Tras un momento, miró hacia arriba de la fisura, estudiando la nueva pendiente que se había formado, notando la blandura de la arena.

—Si tan sólo pudiéramos inmovilizar una pequeña zona de esta pendiente y perforar un pozo en la arena, quizá pudiéramos llegar hasta la mochila. Pero necesitamos agua para esto, y no tenemos suficiente para… —se interrumpió de golpe—. Espuma —dijo. Jessica permaneció inmóvil, temiendo interrumpir el hiperfuncionamiento de su mente. Paul miró hacia las dunas, buscando con su olfato y también con sus ojos, encontrando la dirección y concentrando su atención en una zona de arena más oscura bajo ellos.

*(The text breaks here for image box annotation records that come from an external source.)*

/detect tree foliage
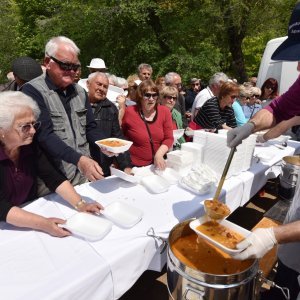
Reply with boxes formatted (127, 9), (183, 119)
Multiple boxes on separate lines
(0, 0), (295, 81)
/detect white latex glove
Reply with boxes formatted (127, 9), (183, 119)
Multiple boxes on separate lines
(227, 122), (254, 148)
(232, 227), (277, 260)
(256, 134), (266, 143)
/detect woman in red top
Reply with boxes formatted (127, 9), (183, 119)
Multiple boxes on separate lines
(122, 80), (173, 170)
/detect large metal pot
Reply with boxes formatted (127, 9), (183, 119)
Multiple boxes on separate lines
(167, 219), (259, 300)
(278, 155), (300, 200)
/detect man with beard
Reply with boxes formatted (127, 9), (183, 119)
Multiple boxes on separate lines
(87, 72), (132, 176)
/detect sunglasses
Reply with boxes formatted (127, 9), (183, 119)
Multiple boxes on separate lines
(164, 95), (177, 101)
(240, 95), (250, 100)
(144, 93), (158, 100)
(19, 121), (41, 133)
(265, 85), (274, 90)
(49, 55), (81, 72)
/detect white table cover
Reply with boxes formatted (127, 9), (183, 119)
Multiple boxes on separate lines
(0, 142), (300, 300)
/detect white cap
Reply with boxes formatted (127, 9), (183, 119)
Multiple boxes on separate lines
(87, 58), (107, 70)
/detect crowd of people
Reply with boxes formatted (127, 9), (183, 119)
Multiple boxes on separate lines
(0, 4), (300, 299)
(0, 36), (284, 236)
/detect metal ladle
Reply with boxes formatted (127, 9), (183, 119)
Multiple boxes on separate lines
(204, 147), (236, 220)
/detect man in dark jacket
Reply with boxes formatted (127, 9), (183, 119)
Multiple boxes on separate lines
(87, 72), (132, 176)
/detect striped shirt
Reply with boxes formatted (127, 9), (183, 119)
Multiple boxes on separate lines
(194, 97), (237, 129)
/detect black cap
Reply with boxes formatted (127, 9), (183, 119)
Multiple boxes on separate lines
(271, 2), (300, 61)
(12, 56), (43, 82)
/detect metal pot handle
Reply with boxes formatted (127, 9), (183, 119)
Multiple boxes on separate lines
(259, 271), (290, 300)
(183, 284), (205, 300)
(147, 227), (168, 254)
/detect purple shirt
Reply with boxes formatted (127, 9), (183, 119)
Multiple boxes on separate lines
(264, 76), (300, 123)
(0, 145), (34, 206)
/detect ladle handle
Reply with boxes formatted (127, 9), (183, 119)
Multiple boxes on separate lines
(214, 147), (236, 200)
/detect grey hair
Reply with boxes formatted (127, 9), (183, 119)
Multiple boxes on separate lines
(0, 91), (40, 129)
(239, 84), (251, 97)
(138, 63), (153, 73)
(117, 77), (128, 88)
(45, 36), (80, 56)
(165, 72), (180, 85)
(88, 71), (108, 81)
(250, 86), (261, 96)
(208, 72), (228, 86)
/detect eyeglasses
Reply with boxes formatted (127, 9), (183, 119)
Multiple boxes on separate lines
(18, 121), (41, 133)
(265, 85), (274, 91)
(144, 93), (158, 100)
(240, 95), (250, 100)
(49, 55), (81, 72)
(164, 95), (177, 101)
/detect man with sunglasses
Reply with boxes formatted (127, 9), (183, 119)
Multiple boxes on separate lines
(165, 72), (188, 128)
(23, 36), (104, 195)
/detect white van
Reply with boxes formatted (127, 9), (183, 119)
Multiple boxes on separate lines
(256, 36), (299, 95)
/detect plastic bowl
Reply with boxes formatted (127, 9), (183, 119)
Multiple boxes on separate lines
(95, 138), (132, 154)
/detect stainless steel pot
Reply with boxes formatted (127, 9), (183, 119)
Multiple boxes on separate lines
(167, 219), (260, 300)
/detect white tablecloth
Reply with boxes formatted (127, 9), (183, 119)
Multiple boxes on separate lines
(0, 142), (300, 300)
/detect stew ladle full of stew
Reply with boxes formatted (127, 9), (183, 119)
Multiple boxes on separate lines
(204, 147), (236, 220)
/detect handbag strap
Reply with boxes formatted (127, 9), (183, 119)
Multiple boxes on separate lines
(140, 111), (155, 162)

—Especia —dijo—. Su esencia es altamente alcalina. Y tengo aún el paracompás. Su pila de energía contiene ácido.

Jessica se apoyó contra la roca.

Paul la ignoró, saltó sobre sus pies y avanzó a través de la superficie endurecida por el viento que penetraba por el fondo de la hendidura en dirección al desierto. Jessica observó su modo de avanzar, extraño e irregular: un paso… pausa; dos pasos… deslizamiento… pausa…

No había el menor ritmo que pudiera revelar a cualquier gusano al acecho que algo extraño al desierto se movía sobre él.

Paul alcanzó el yacimiento de especia, recogió un montón de ella y la guardó en un pliegue de su ropa, regresando hacia la fisura. Depositó la especia sobre la arena, ante Jessica, se acuclilló y comenzó a desmontar el paracompás, utilizando la punta de su cuchillo. La cara superior del paracompás se abrió. Se quitó la faja, colocó las piezas del compás en ella, sacó la pila de energía. Después sacó el dial del mecanismo, dejando un compartimiento vacío en el instrumento.

—Necesitarás agua —dijo Jessica.

Paul tomó el extremo del tubo de su cuello, aspiró una bocanada y la escupió en el compartimiento vaciado.

Si no lo consigue será agua malgastada, pensó Jessica. Pero de todos modos no tendrá importancia.

Con ayuda de su cuchillo, Paul abrió la pila de energía, esparciendo sus cristales en el agua. Espumearon ligeramente, y luego se aquietaron.

Los ojos de Jessica captaron un movimiento sobre ellos. Miró hacia arriba y vio una hilera de halcones perchados en lo alto de la fisura. Miraban fijamente al agua.

¡Gran Madre!, pensó. ¡Pueden sentir el agua hasta a esa distancia!

Paul había vuelto a colocar la tapa del paracompás, quitando el botón de reglaje para dejar una pequeña salida al líquido. Aferrando con una mano el instrumento así transformado, y con la otra un puñado de especia, Paul ascendió hasta la fisura, estudiando la pendiente. Su ropa, sin el cinturón, flotaba a su alrededor. Avanzó hundiendo sus pies en la pendiente, provocando pequeños riachuelos de arena. En un determinado momento se detuvo, metió una pizca de especia en el paracompás y sacudió la caja del instrumento.